Boussingault J.B., 1844. Économie rurale considérée dans ses rapports avec la chimie, la physique et la météorologie. Paris, t. 2: 676-688. Texte intégral.


Commentaire

Cette présentation du mécanisme des gelées de printemps est une synthèse presque actuelle. Pour rentrer dans le détail des mécanismes physiques, il n’y manquerait que le rayonnement du corps noir et la loi de Stefan-Boltzmann (1879 et 1884) : le rayonnement de la surface d’un corps est proportionnelle à son émissivité propre et à sa température absolue à la puissance 4.

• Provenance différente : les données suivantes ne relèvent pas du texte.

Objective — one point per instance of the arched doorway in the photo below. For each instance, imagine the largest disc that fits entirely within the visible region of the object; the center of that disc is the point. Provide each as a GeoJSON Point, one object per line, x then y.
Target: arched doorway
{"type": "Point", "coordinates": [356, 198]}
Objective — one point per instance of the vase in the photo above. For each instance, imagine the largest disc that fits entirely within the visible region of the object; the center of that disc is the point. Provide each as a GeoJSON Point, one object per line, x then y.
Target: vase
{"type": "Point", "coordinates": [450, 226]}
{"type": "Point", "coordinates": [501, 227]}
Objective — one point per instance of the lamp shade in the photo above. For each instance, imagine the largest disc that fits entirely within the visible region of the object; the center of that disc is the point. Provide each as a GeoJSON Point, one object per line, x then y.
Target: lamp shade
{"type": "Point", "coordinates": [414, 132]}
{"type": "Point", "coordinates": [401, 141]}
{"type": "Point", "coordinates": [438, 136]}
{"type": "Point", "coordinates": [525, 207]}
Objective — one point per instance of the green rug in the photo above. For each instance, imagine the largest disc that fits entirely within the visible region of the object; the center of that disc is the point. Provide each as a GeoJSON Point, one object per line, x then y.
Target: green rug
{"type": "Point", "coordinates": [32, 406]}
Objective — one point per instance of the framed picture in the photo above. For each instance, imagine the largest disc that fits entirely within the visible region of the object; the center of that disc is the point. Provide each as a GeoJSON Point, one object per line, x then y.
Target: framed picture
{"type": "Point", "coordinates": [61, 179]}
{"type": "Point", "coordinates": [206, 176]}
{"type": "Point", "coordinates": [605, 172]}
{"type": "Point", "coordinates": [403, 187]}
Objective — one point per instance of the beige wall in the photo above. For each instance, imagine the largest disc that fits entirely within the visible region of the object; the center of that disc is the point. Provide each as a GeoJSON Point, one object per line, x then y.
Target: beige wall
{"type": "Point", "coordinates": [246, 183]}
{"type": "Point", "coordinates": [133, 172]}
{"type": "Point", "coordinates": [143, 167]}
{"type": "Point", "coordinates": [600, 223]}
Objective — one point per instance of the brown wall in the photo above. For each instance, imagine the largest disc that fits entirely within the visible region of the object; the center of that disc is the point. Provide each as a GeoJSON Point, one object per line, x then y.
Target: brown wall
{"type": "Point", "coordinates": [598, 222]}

Comme, dans des passages non repris ici, Boussingault fait des comparaisons avec les zones d’altitude dans le nord (humide) de la Cordillère des Andes, je nuancerai le dernier paragraphe. Il ne se produit en effet de la condensation (rosée, givre ou « gelée blanche »), que sur des surfaces dont la température descend en dessous du « point de rosée » de l’air, qui est d’autant plus bas que son humidité absolue (pression partielle de vapeur d’eau) est faible. Sur l’Altiplano péruano-bolivien, l’air peut être si sec qu’il n’y ait pas de condensation à –15°C. Dans le vocabulaire agricole local, cela conduit à distinguer les gelées blanches, moins dangereuses, des « gelées noires », nommées d’après la couleur que prennent très vite les végétaux atteints.